Normally I'd say get a Ryzen Processor since you'll get more resources, but I've personally noticed VM support can be a bit buggy at the moment. It's getting better, but if you seriously need these VMs I'd stick to intel at least till the end of the year (should be enough time for Virtualbox and co to get their stuff in order). Also I've noticed Hyper-V works pretty flawlessly on my Ryzen 1700X system, haven't bothered to try VMware Workstation yet although I've heard it's hit or miss.

If you're willing to wait a little and do some debugging however, Ryzen offers such a better deal in terms of what processing power.

Anyways, for 6 VMs at once you'll REALLY want an i7 or at least an i5 (no Hyperthreading though). You might want a lower end GPU (think 450/460 ot 1050/1040) to use for GPU pass though if that's something that interests you.
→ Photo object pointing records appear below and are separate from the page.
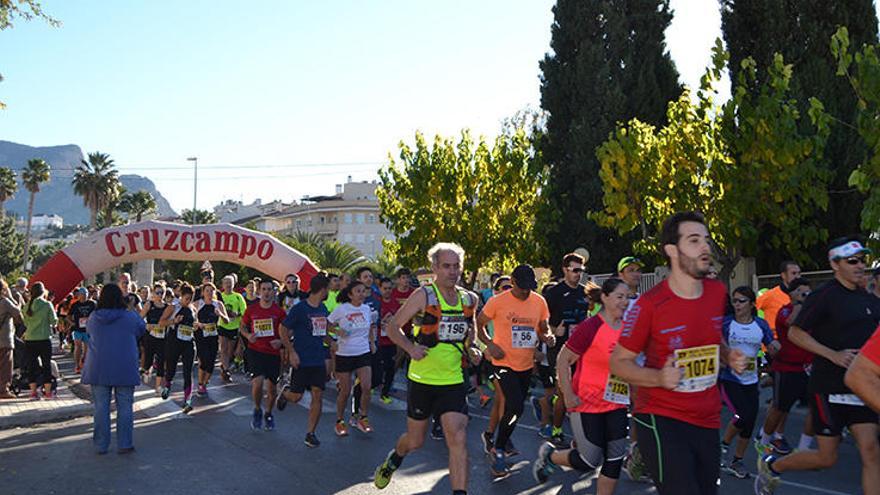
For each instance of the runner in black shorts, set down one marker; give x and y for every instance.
(837, 319)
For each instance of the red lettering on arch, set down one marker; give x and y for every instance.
(170, 240)
(203, 242)
(186, 248)
(132, 245)
(265, 249)
(248, 246)
(108, 239)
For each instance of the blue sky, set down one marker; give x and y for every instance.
(315, 90)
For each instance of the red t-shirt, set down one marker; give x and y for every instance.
(263, 322)
(389, 307)
(790, 357)
(401, 298)
(661, 324)
(871, 349)
(599, 391)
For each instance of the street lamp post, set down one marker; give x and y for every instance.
(195, 161)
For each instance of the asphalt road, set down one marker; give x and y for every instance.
(214, 451)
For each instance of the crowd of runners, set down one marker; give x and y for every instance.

KRATOSS1 1 point 1 month ago

cool thanks ,even though i want to use 6 VMs ill be just browsing on firfox ,and considering the fact that my 2nd gen i3 is handling three though a bit slow ,i thought a Pentium is enough but either way ill wait to get Ryzen

Destrcutoid 1 point 1 month ago

Has anyone actually built this pic and had it work ?

Nater650 1 point 1 month ago

Why non modular rather than a semi or fully modular PSU?

duckmancow123 1 point 14 days ago


Fordrules1966 0 points 1 month ago

Honestly i dont think for a home office build you would need 8GB of ram max 6 and for you psu you only need a 300W or maybe a 350W and you could of gone with a cheaper motherboard that would be just fine

Planemaster 2 points 27 days ago

PSU is based more off the quality. Most PSU's rated at 300 - 350W aren't exactly great.

ericko 0 points 1 month ago

I think this parts list is the REAL BUDGET OFFICE/GAMING PC! Enjoy:)

Component Selection Price

AMD - Ryzen 3 1200 3.1GHz Quad-Core Processor $104.88 Buy Motherboard

ASRock - A320M-DGS Micro ATX AM4 Motherboard $49.99 Buy Memory

Crucial - Ballistix Sport LT 8GB (1 x 8GB) DDR4-2400 Memory $67.99 Buy Storage

Western Digital - Caviar Blue 1TB 3.5" 7200RPM Internal Hard Drive $45.79 Buy Video Card

Zotac - GeForce GTX 1050 2GB Mini Video Card $112.99 Buy Case

DIYPC - Solar-M1-R ATX Mid Tower Case $34.97 Buy Power Supply

Antec - Basiq 350W ATX Power Supply $25.99 Buy Total: $442.60

DopeAF123 1 point 2 days ago

does this RAM speed affect Risen performance in any way?